I tried adjusting the weight of the modules (which is supposed to effect the order in which cron tasks are performed) but that does not seem to have fixed the problem.

geodaniel’s picture

gmak, as a temporary measure you could also disable the File Framework's automatic maintenance cron runs at admin -> settings -> file which does indeed allow FeedAPI to resume updating its feeds.

fumbling, did you also have File Framework installed?

fumbling’s picture

Hi geodaniel - no, i didn't have File Framework installed, fwiw

drewish’s picture

this seems like a duplicate of #419588: Feedapi not refreshing feed via anonymous cron but works with cron by authed user which i'm running into. i can manually run cron as the admin and they update fine but when the anon cron occurs nothing gets updated.

spydmobile’s picture

Just my two cents guys. First, my site is totally driven by cron fed feedapi and feedapi mapper to bring in a georss feed of weather data and turn it into nodes. I require a high refresh rate, I opened the other ticket #419588: Feedapi not refreshing feed via anonymous cron but works with cron by authed user and now at last I have my feeds working, here is what I did:

1) I edit the feedapi.module (Every time) and change: line 15:
to say:

define('FEEDAPI_CRON_MIN_REFRESH_TIME', 60);

This says I can have a refresh every 60 seconds if I want.

2) in my simple pie parser settings on the feed node ( seem to only be able to use simple pie) I set the Cache lifetime to 30 seconds

It took this, and a reboot and wating a few hours to see the results but now my crontab calls the cron.php on localhost every 5 minutes and I have every record by 15 minutes after the hour now.

I dont know if this is related but since very few people have solved this issue I thought I would share anyway

Thanks for pointing me to this issue too DREWISH!

F

fumbling’s picture

Yeah, adjusting feed refresh time worked for me as well.

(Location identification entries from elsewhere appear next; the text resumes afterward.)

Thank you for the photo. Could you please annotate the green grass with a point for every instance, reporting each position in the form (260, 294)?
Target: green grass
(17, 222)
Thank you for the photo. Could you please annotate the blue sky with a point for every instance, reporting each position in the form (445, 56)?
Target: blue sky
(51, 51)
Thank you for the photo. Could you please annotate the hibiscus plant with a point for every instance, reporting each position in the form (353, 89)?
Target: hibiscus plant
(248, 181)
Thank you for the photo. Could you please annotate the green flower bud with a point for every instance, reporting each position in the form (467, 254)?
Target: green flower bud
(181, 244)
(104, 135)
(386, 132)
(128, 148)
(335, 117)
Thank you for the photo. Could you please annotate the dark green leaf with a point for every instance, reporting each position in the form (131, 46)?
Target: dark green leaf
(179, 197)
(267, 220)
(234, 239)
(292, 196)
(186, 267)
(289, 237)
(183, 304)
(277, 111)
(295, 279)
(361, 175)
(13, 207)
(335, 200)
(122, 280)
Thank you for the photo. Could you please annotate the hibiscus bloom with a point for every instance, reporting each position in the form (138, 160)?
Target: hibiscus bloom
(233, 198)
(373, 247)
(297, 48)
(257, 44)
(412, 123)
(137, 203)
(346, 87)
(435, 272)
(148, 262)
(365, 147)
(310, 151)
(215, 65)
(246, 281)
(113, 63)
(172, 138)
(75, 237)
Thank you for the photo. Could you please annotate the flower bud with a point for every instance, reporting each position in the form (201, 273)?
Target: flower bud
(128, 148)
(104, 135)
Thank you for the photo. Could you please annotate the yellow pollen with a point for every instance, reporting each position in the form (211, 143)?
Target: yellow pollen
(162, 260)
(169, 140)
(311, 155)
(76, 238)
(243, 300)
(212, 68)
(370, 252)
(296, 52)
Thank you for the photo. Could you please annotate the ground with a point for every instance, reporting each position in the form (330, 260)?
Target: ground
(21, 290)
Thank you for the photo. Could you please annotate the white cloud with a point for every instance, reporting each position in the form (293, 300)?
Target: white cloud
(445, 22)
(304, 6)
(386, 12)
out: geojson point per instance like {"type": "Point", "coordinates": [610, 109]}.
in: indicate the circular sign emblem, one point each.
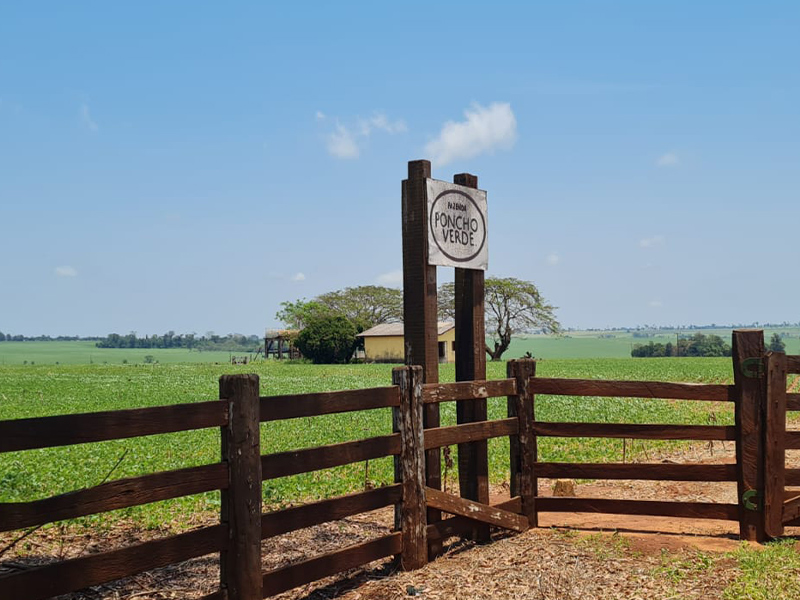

I wish this was part of the admin settings so we could leave the files alone, maybe there's already a feature request for that.

alex_b’s picture

Version: 6.x-1.5 » 6.x-1.x-dev

I haven't read through the entire thread, but please note, that #255852: Poormanscron and FeedAPI don't work together.

If you are researching bugs like this, please always use the latest version of FeedAPI and try to isolate it on a vanilla Drupal installation. Does this problem persist on 6.x 1.x ?

alex_b’s picture

Problems described on #255059: Switching user to feed author during cron seem to be related.

zoltán balogh’s picture

Status: Postponed (maintainer needs more info) » Active

I have the same problem, the feeds are not refreshed on cron, but I solved myself. If somebody using any module with set_time_limit(0) command in the hook_cron function, and the module weight in the system table is smaller than FeedAPI's, the feeds are not refresed on cron, because the return value of the feedapi_cron_time function is always 0. In my case, the FeedAPI's original weigth was 5, and the Localization Server's weight was 0. I changed the weigth of the FeedAPI to -5, and the feeds are refreshed again. It is a good solution, or somebody knows a better?

aron novak’s picture

Status: Active » Needs review
StatusFileSize
new1.12 KB

Thank you for reporting this issue. It's a tricky one :)
As i found out, 0 has a special meaning, but i'm in doubt that the script will run forever, other timeouts will apply. For FeedAPI, i'd allow 1000 seconds to run when this limit is 0.
What do you think?

zoltán balogh’s picture

StatusFileSize
new1.12 KB

I think, it is too long interval, 1000 seconds is more than 15 minutes. I have more than 150 feeds from d.org, but in this case all feeds are refreshed at every cron run (my provider will be happy, because my cron frequency is 5 minutes.) I think, one or maximum two minutes better, if the time limit is zero.

aron novak’s picture

Status: Needs review » Fixed

Thank you for your insights. Just committed the patch.
Well, i think there is no 'good' value in this case, it's possible to argue pro and con, isn't it? :)

Status: Fixed » Closed (fixed)

Automatically closed -- issue fixed for 2 weeks with no activity.